La plupart du temps la musique et les paroles naissent ensemble.

Il arrive que la musique induise les paroles parce que l’atmosphère qui s’en dégage suscite un flot d’images que je mets en scène.

Mais il arrive aussi que ce soit une phrase qui, à elle seule et parce qu’elle est porteuse d’un rythme particulier, va engendrer une musique.

Toute naissance est singulière et chaque chanson a son histoire.

La page blanche te hante t’elle ?

Pas vraiment car je ne me mets pas en situation d’être devant une page blanche.

Si je sors une feuille, c’est parce qu’une idée m’est advenue.

C’est parce qu’une musique engendre des mots.

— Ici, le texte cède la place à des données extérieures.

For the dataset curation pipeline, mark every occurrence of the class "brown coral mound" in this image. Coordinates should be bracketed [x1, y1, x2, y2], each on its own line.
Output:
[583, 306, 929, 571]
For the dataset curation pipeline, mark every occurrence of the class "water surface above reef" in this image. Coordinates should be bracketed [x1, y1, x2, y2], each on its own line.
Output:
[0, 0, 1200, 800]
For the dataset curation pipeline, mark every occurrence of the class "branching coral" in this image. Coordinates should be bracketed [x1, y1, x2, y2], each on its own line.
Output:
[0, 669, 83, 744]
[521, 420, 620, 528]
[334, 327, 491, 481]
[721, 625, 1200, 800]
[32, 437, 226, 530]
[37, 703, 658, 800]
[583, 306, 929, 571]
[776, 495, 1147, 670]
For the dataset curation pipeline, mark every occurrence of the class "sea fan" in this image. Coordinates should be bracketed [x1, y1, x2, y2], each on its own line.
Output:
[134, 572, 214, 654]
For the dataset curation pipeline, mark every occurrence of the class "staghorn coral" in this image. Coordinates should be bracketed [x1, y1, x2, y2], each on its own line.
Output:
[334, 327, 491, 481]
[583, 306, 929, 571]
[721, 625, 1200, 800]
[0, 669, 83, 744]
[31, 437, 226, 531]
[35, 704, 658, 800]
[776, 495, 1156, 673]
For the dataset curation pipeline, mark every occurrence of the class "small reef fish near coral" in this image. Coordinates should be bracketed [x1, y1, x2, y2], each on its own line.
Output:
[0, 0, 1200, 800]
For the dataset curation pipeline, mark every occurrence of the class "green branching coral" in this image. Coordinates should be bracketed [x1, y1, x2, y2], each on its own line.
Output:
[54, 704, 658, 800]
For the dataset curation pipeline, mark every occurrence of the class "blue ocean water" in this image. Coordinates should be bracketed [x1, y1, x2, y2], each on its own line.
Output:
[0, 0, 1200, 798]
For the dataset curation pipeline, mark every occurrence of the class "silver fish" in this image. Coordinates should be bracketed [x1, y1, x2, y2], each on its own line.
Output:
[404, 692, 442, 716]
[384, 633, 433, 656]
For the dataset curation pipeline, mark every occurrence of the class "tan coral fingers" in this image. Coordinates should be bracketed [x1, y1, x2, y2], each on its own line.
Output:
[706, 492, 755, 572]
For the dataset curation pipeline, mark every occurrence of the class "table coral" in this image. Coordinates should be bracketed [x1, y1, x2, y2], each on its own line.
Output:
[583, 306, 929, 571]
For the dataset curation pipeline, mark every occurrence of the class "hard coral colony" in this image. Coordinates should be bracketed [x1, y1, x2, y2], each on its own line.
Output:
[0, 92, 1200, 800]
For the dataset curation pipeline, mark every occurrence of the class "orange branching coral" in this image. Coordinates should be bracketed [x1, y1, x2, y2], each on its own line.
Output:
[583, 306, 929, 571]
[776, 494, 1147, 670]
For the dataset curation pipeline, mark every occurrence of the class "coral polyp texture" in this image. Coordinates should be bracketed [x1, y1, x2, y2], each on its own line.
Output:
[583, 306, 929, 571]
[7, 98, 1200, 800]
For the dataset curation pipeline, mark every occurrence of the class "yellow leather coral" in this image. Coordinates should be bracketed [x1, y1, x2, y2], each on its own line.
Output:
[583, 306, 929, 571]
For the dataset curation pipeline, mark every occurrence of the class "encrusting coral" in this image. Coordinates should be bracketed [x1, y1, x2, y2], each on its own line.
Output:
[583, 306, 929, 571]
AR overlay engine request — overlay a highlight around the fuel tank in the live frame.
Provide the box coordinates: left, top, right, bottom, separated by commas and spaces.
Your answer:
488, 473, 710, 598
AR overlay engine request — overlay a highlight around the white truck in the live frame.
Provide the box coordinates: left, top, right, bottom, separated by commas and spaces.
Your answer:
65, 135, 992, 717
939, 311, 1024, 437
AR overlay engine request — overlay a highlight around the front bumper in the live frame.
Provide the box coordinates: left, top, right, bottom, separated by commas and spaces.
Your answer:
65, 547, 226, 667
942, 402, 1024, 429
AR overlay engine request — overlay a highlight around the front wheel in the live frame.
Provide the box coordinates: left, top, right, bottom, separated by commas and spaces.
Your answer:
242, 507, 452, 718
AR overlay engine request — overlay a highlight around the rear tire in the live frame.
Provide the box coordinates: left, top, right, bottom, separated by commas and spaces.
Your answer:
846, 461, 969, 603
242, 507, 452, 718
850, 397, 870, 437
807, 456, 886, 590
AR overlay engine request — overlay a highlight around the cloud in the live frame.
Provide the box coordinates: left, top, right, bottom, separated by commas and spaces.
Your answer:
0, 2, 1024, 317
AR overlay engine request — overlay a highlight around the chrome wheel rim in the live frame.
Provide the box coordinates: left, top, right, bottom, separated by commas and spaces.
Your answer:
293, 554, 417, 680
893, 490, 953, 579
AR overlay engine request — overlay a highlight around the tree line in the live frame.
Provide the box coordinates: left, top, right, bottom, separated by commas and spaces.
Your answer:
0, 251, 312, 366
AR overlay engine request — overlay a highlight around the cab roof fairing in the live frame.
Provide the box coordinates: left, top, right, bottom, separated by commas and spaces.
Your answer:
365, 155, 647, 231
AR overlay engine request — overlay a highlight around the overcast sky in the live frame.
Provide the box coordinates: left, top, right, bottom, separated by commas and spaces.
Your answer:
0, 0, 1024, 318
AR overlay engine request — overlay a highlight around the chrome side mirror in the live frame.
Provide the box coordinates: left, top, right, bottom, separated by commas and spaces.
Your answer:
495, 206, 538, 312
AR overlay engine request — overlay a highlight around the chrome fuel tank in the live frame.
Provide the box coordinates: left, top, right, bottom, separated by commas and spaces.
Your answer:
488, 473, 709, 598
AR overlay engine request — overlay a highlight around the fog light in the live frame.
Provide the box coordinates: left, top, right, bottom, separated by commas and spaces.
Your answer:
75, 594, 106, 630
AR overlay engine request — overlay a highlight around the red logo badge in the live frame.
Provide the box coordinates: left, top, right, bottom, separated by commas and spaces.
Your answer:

Cela peut alors aboutir à une chanson ou bien avorter de soi même.

J’ai quelques fois le sentiment très fort que la veine est bonne et que la chanson est déjà là quelque part, en gestation et qu’il convient de mettre tout en œuvre pour la révéler.

Alors je m’y attelle avec intensité, persuadé qu’il en résultera quelque chose.

Si je n’ai pas la hantise de la page blanche, en revanche, j’ai toujours peur que la chanson que je viens d’écrire soit la dernière comme si la faculté d’écrire des chansons ne m’appartenait pas et qu’il s’agissait d’un « petit miracle » à chaque fois renouvelé.

As-tu des périodes privilégiées pour écrire ?Peux-tu écrire à la demande ?

Si l’on parle en saison, j’ai le sentiment d’avoir d’avantage écrit en automne et au printemps.

D’ailleurs ces deux saisons distinctes ne donnent pas la même teneur aux chansons (plus recueillies en automne et plus extraverties au printemps).

Il est des chansons qu’il m’est plus facile de réinterpréter dans la saison où elles ont été écrites car je retrouve les sensations et les parfums qui les ont fécondées.

J’ai cru longtemps que je ne pouvais pas écrire à la demande.

Et puis, j’ai eu l’occasion de le faire, il y a trois ans.

Suite à deux voyages en Pologne et plus précisément dans les camps de concentration, Une personne qui m’est chère m’a demandé de créer une chanson sur le thème de cette tragédie que fut la shoah.

Ce fut pour moi un véritable accouchement.

J’ai donc écris une chanson intitulée « Auschwitz » et qui est une chanson phare du deuxième album.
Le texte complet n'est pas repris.